Two things I appreciated on a new level this week: a) my husband will never abandon his “be prepared” motto from Boy Scouts, and b) I have a new motivation to de-clutter.

It turns out that I have a tad bit of a hoarding issue. At least it is selective. I think it has to do with the idea that I work full time out of the house. What am I hoarding? Pretty much every craft our daughter has made in 4 years of her life. And clothes that no longer fit her, because if somebody special gave them to her, how I can really let go of them? And because I am a huge fan of frugality, I definitely have about 12 pairs of hand me down jeans, in the next two sizes up, for her. I ‘m kind of a strange duck in that way: I’ll hesitate to stock up on toilet paper and toothpaste, but my pre-k kid has jeans from now through the third grade.

I am more aware of this after having recently gutted our daughter’s closet. Insert ‘always be prepared’ hubby here. Truly, it is a blessing that my husband is wired towards emergency preparedness. Personally, on a good day, I’m doing well to manage “regular life preparedness,” so the fact that he enjoys preparing for the “what ifs” is helpful. We just had extra smoke detectors installed, a stock pile of canned foods and drinking water, and when severe weather hits, he has our weather radio cranking. This week, it was so sad to hear the news of people losing lives to tornados. It was very sobering. One story that stuck with me was a woman clutching her baby who said “I didn’t know it would be this bad…” Which left me thinking, if I know it could be bad, and I do nothing, particularly after seeing the devastating effects, what does that say about me?
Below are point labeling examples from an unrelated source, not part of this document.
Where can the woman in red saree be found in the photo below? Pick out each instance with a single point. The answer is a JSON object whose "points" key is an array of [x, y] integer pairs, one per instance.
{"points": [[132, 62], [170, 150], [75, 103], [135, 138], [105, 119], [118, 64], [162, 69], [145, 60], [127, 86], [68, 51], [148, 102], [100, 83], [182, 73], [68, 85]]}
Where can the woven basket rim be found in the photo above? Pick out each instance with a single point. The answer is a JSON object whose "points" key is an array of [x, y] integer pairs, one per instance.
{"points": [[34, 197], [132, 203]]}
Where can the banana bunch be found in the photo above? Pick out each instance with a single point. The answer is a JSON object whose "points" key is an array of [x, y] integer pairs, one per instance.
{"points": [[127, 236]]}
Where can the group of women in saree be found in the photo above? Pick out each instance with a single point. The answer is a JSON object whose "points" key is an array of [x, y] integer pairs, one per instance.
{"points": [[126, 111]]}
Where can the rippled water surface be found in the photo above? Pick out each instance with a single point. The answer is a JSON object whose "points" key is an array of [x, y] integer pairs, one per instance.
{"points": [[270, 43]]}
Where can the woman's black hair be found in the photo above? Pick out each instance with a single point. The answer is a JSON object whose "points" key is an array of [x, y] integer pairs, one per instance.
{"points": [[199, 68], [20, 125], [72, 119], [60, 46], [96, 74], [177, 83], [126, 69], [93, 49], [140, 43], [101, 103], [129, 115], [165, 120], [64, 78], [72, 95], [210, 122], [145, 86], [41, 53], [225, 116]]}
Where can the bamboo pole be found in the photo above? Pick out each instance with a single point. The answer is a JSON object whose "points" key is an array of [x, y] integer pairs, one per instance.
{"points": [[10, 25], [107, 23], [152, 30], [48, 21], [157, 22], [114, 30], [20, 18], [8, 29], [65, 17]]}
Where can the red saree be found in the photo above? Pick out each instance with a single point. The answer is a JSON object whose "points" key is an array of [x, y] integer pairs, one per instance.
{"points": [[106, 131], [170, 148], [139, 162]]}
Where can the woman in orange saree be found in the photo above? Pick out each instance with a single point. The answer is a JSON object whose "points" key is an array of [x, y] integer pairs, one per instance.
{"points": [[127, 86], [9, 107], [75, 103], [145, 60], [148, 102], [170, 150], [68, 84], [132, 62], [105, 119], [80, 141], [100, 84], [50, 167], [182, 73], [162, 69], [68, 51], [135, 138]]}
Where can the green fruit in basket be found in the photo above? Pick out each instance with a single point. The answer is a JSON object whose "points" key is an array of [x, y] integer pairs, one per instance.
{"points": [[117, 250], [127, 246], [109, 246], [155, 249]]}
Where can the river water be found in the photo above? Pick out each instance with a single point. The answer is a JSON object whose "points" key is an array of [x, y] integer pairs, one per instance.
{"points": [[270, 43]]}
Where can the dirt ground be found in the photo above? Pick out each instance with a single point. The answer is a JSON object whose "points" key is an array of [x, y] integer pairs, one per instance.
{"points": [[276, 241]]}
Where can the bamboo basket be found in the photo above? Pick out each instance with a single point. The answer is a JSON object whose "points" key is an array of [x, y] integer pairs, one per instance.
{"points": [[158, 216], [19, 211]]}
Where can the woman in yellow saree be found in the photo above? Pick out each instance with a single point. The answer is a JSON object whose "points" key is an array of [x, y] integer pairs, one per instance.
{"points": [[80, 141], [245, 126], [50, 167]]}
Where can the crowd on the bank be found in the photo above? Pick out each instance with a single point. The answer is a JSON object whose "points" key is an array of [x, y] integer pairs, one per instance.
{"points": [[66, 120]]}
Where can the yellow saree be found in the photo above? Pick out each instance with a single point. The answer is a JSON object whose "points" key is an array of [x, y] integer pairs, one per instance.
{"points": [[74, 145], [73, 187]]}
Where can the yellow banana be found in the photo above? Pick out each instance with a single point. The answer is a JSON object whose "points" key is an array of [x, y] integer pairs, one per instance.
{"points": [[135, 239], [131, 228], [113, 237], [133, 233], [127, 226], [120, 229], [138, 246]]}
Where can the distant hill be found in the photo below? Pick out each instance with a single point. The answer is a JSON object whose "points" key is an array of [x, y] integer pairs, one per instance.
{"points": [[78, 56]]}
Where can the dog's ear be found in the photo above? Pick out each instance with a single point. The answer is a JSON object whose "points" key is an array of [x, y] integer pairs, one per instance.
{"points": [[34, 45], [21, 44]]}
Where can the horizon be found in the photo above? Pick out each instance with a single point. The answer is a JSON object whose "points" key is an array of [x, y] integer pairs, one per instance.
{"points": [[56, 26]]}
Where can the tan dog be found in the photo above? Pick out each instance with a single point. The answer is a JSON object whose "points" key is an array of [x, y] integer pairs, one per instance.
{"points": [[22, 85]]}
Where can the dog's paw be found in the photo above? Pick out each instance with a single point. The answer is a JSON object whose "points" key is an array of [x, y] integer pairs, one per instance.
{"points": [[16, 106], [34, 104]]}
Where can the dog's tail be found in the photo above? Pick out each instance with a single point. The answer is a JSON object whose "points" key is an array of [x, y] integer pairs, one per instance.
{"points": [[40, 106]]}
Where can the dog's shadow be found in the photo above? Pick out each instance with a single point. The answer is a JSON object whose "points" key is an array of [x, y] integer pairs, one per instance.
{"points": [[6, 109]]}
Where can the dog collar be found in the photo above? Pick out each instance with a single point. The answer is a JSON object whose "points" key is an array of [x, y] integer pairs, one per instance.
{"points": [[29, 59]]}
Thus, the new motivation to de-clutter. With my husband’s encouragement and the distinct blaring of the weather radio, I attacked our daughter’s closet – which is the only space in our home with interior-only walls and thus THE place to go incase of severe weather. And my husband doesn’t play. Its not like a “go stand in the closet” type thing. We needed space for all four of us, shoes for each, water for each, a flashlight, and a mattress to put over our heads.

I literally took myself, a box of garbage bags, and a new mantra. Picking up every item and every article, I asked myself if I would rather hold onto stuff and risk not having a safe place for my kids, or do what I could to have a safe place, and share the stuff. It turns out stuff, even the really sweet dress from one of my sisters, is easier to part with in the backdrop of life or death.

As parents it is easy to focus on provision for our children. This week I learned the power of subtraction. And that’s how we were left rejoicing in an empty closet.